SandyaS72 commented 9 years ago

This might not be the kind of answer you were looking for, but for k-means at least, I've done it where you run it several times with different numbers of clusters and you measure some metric each time .. such as the ratio of (within cluster sum of squares) to the (between cluster sum of squares). As you increase the number of clusters, usually one of two things happens: 1) the metric becomes more and more "optimal" (defined differently depending on what metric you use, but for the example I gave, you want to make it smaller) but at some point it actually starts getting worse. You want to find the number of clusters that makes it most optimal. 2) Increasing the number of clusters continually makes the metric more optimal, but by less and less each time. You probably want to set some threshold that if the metric doesn't change by that much when adding a cluster, you'll stop.

Short answer- basically you can infer the number of clusters if you want as well.

maxcollard commented 9 years ago

Mathematically, there's a few ways to manipulate action space to get around not knowing the number of clusters a priori. Assuming we're working with n vertices:

1) Let A = {1,2,...}^n. The choice of k is implicit: for a particular a \in A, \hat{k} = \max_i (a_i), the largest cluster label assigned to anything. 2) Let A = { (k, X) : k \in {1,2,...}, X \in {1,2,...k}^n } \subset {1,2,...} \times {1,2,...}^n.
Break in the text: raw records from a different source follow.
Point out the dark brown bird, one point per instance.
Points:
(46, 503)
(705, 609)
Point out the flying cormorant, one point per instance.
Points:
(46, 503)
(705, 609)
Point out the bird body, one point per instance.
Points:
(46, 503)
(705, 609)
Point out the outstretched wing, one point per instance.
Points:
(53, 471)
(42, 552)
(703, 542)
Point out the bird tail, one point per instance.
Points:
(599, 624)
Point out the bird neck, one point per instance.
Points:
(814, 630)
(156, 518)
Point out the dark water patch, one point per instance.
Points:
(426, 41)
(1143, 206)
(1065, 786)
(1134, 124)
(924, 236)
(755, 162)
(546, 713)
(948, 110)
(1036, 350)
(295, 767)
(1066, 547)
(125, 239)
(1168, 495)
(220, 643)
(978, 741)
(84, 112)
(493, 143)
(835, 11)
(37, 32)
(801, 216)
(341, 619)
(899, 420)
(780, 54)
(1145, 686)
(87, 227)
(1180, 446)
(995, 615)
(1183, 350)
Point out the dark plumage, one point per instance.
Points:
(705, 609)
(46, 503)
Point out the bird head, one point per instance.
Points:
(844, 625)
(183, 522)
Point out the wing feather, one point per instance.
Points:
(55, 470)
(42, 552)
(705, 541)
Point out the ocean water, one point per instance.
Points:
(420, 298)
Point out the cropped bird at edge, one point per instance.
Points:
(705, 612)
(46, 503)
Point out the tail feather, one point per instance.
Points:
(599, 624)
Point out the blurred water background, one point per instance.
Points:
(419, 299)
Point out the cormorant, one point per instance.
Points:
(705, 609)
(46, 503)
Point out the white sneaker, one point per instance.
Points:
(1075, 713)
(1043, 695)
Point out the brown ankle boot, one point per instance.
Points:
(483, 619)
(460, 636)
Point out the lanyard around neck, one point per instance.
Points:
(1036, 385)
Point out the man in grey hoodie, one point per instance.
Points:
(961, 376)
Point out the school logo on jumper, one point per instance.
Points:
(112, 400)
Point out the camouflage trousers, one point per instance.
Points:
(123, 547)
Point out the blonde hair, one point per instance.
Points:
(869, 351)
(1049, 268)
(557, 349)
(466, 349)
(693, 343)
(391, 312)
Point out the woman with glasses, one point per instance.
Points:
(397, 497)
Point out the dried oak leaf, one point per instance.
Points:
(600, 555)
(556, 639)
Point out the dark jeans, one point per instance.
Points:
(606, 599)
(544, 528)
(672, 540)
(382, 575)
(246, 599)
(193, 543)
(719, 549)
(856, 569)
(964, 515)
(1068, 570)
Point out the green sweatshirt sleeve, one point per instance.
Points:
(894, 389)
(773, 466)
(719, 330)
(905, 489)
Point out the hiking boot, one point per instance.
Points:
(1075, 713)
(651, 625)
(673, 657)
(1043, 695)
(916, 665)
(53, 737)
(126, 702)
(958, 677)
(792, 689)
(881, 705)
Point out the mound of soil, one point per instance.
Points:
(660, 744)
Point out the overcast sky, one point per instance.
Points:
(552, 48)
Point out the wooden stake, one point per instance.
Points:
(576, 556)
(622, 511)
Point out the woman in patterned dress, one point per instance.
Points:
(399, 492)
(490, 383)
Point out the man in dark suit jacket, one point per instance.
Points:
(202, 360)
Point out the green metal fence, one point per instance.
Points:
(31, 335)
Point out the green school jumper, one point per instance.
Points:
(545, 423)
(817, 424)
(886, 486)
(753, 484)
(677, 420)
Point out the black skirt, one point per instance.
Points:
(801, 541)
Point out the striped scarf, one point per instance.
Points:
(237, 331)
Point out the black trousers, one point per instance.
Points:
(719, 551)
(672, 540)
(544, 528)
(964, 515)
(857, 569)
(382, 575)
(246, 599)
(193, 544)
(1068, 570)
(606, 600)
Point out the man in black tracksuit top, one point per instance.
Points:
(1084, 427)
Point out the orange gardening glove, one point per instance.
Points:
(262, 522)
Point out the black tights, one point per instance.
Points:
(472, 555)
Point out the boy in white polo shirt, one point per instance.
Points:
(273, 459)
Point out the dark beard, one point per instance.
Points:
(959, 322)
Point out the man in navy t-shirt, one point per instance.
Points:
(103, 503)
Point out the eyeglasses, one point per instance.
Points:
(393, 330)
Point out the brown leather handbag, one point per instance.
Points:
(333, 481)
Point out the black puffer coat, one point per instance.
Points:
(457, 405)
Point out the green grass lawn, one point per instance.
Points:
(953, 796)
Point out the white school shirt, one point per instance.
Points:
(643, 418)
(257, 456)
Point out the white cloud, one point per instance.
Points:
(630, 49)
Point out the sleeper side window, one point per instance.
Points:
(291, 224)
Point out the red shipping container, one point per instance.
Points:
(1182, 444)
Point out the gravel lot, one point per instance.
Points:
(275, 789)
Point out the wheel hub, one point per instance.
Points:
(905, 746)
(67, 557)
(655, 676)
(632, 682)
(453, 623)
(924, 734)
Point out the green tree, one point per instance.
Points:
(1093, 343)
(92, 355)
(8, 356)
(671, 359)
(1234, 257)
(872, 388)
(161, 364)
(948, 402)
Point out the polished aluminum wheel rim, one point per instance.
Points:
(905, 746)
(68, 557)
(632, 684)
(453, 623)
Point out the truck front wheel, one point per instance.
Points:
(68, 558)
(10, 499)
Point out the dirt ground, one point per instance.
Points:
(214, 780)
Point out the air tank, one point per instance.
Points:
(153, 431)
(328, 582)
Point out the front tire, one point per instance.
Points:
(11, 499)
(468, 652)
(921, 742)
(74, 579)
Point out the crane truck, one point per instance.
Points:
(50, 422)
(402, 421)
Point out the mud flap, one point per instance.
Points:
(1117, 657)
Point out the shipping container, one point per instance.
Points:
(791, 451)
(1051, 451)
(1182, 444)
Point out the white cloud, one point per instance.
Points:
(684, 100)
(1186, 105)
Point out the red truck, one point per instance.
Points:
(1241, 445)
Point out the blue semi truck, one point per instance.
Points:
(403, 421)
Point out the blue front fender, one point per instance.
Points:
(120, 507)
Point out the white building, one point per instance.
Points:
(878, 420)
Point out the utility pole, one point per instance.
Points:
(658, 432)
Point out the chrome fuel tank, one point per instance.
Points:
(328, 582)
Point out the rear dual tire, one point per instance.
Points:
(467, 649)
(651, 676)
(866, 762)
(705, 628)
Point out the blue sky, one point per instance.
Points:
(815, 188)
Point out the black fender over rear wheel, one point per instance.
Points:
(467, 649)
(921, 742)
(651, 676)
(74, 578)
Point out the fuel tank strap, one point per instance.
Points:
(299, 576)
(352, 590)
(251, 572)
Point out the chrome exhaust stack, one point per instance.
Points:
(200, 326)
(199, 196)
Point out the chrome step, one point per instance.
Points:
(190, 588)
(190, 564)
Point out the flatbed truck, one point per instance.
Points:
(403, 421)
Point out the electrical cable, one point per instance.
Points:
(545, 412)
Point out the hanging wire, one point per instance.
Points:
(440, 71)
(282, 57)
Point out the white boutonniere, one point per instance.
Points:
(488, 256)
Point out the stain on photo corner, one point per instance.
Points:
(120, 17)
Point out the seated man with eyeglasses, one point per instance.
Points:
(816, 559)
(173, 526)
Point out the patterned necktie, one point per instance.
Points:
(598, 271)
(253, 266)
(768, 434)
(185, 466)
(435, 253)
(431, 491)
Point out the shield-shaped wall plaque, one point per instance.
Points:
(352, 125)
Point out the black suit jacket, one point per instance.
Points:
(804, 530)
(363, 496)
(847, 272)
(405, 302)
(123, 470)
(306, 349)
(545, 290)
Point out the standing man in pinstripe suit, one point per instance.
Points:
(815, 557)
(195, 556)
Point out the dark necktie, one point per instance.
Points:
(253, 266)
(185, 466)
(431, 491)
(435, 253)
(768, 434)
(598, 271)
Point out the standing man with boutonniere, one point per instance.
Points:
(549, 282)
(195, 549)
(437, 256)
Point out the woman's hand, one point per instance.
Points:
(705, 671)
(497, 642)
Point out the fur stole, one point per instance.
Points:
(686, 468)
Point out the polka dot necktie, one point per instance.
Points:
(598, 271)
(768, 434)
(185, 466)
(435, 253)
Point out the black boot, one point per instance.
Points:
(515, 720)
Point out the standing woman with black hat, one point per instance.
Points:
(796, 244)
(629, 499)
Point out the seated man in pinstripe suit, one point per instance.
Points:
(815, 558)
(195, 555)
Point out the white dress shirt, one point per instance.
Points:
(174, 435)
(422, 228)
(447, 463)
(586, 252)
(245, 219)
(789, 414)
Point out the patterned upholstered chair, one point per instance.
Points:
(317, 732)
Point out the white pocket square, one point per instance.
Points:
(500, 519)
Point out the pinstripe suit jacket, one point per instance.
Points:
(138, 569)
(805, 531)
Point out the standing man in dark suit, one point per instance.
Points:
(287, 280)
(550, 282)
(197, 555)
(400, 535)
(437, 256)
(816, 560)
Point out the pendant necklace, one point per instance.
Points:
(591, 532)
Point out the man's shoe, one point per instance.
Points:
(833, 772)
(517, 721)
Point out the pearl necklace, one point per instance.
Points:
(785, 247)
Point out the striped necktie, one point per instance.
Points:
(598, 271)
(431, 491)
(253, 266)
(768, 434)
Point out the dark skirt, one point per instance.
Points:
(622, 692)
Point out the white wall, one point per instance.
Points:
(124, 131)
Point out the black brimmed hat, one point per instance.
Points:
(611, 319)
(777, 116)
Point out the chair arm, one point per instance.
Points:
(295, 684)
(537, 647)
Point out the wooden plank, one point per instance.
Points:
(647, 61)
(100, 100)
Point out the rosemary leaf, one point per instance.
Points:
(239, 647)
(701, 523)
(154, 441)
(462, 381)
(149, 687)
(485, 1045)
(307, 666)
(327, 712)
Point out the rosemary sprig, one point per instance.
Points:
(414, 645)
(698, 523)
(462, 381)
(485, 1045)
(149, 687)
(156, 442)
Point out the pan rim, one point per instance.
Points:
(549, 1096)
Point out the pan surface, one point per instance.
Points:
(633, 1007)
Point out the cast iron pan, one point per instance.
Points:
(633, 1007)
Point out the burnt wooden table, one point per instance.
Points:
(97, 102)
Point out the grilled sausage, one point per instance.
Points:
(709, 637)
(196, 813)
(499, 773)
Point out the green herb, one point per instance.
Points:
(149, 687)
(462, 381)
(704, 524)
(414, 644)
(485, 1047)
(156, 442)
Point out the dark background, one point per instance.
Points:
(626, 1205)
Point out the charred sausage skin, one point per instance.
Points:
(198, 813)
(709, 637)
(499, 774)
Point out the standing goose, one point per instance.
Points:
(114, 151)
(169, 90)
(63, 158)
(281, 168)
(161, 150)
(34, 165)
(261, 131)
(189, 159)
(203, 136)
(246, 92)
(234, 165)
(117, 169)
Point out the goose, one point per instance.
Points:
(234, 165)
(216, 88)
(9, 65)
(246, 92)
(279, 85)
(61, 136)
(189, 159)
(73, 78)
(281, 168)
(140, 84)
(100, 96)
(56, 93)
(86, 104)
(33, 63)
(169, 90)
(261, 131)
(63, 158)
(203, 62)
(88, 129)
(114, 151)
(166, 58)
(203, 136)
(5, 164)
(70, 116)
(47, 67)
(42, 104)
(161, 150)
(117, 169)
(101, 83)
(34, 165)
This is a slightly smaller space than (1), but I can't think of any benefit to the specificity.

In practice, determining the number of clusters is hard. Sandya presents one method above; another method is to randomly subsample your data and see how robust the cluster labels are with each k (basically a drop-out analysis): this tells you essentially how much you are "overfitting" as you increase k. The general procedure is the same: you create some heuristic "loss function" with input k, and look for the minimum.

edunnwe1 commented 9 years ago

I guess this is in part the question Nam addressed in his presentation of his research?